What kind of overhead does gzip have? I'd be interested to know how many characters you could fit into 80 compressed characters. Some mapping of (2 byte?) unicode characters to 3ish lowercase letters could be effective. Is there any standard way like that?

dheera · on March 28, 2022

This is an interesting question. I haven't researched the overheads.

Separately, I feel like if you account for grammatical rules, it is possible to eliminate certain "filler" words in a lossy fashion but add them back later based on grammatical rules. For example, you don't need to say "in mice", you could just say "mice", the meaning is obvious, and "in" could be fixed in post-processing at the client end.

You could also quite possibly eliminate all vowels and still reconstruct everything accurately.

version_five · on March 28, 2022

> For example, you don't need to say "in mice", you could just say "mice", the meaning is obvious, and "in" could be fixed in post-processing at the client end.

> You could also quite possibly eliminate all vowels and still reconstruct everything accurately.

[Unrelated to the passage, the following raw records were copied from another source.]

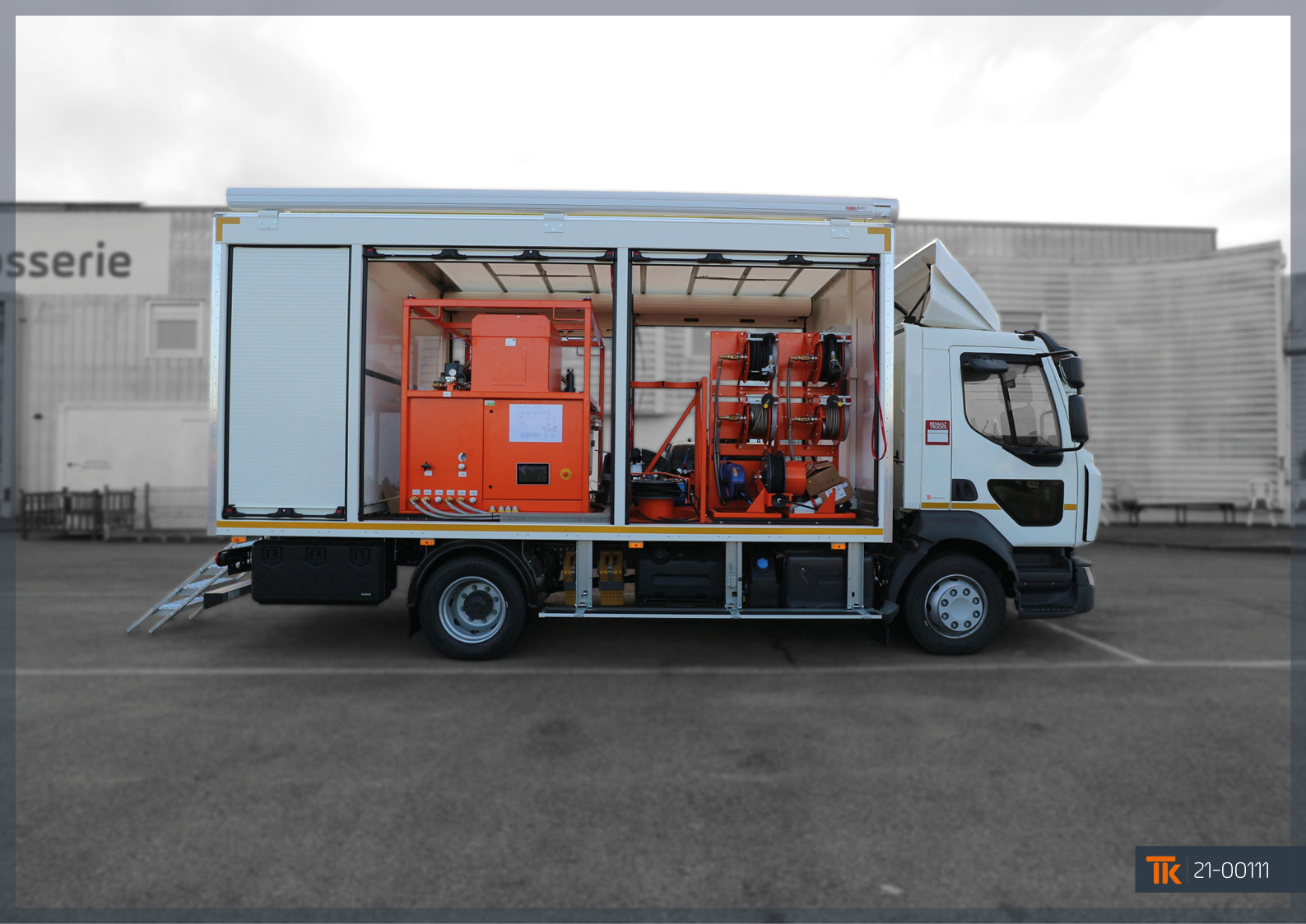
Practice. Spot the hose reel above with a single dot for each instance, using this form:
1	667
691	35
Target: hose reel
834	419
762	418
834	358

My guess is that 10 minutes after that is rolled out, someone will have found a collision that decompresses to some kind of dirty joke

jazzyjackson · on March 28, 2022

There's base2048 [0], which can cram 11 bits into each code point, or 110 bytes into 80 characters.

[0] https://github.com/qntm/base2048

cbhl · on March 28, 2022

Pretty sure the entire page is already served with Content-Encoding: gzip.

An 80 character limit is great for scanning by humans, though.

dheera · on March 28, 2022

Yeah but this is less about actual transfer efficiency and more about novel ways to overcome the limits of what is allowed to be submitted.